I just saw an article about cell phones, texting, and new methods of avoiding the high texting charges which had a quote worth repeating here.

"Zero is a really compelling price point."

I dare say that there are few people that will turn down something free, or even very cheap if they don't personally have to take a risk to steal it.

Others will glory in their successes at thwarting the rules and the laws.

All will give excuses, and find reasons for their actions, and among their peers or co-conspirators will find ready acceptance and even applause.
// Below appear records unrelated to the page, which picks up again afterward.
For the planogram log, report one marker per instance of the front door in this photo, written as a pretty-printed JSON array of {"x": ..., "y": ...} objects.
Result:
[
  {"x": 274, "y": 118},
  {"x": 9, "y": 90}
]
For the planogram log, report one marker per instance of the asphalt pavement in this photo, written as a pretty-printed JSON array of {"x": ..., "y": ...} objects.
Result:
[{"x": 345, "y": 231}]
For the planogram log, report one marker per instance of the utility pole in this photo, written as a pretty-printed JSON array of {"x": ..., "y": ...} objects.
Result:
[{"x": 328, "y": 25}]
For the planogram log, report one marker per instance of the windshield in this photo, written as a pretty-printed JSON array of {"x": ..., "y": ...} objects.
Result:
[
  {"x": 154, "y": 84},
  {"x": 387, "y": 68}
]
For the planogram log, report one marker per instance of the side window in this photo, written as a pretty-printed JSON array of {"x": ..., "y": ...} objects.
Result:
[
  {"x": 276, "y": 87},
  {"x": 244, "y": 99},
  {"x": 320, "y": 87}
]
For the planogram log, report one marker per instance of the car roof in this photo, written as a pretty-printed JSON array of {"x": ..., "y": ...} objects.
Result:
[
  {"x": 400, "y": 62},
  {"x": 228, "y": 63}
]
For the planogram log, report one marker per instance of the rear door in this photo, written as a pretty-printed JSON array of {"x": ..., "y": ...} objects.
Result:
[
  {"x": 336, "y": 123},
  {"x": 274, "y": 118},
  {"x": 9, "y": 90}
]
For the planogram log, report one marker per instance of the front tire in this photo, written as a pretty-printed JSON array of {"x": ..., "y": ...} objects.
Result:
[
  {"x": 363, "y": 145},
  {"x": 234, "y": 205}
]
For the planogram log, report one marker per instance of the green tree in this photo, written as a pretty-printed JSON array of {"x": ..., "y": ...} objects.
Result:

Years ago, when I thought to see if some work I had been dabbling in since middle school would be accepted by a Publisher ... <snippity snip snip>
SMS/cell phone texting is a super bad example if you want to talk about what something's worth. SMS by definition should be free. It only exists because there were a few unused corners of the GSM specification that could be leveraged to store ~160 characters of 7-bit-encoded, packed text. Thus as long as there's still GSM phone service available, texting is available without any other expense to the carrier. Most of Europe historically has free texting because the cell phone companies didn't figure out that texting was actually worth something until it was too late. When GSM made its way outside of Europe, carriers started charging for SMS texts (and ridiculous rates -- $0.10/text for something that costs the carriers nothing is insane). They can't really take that away from Europeans anymore, but they set the precedent with Americans and others that "SMS is expensive".

As for the rest, it has nothing to do with DRM, other than the very bit at the end where you say you generally do whatever your publisher tells you to (Publisher says we'll use DRM: OK).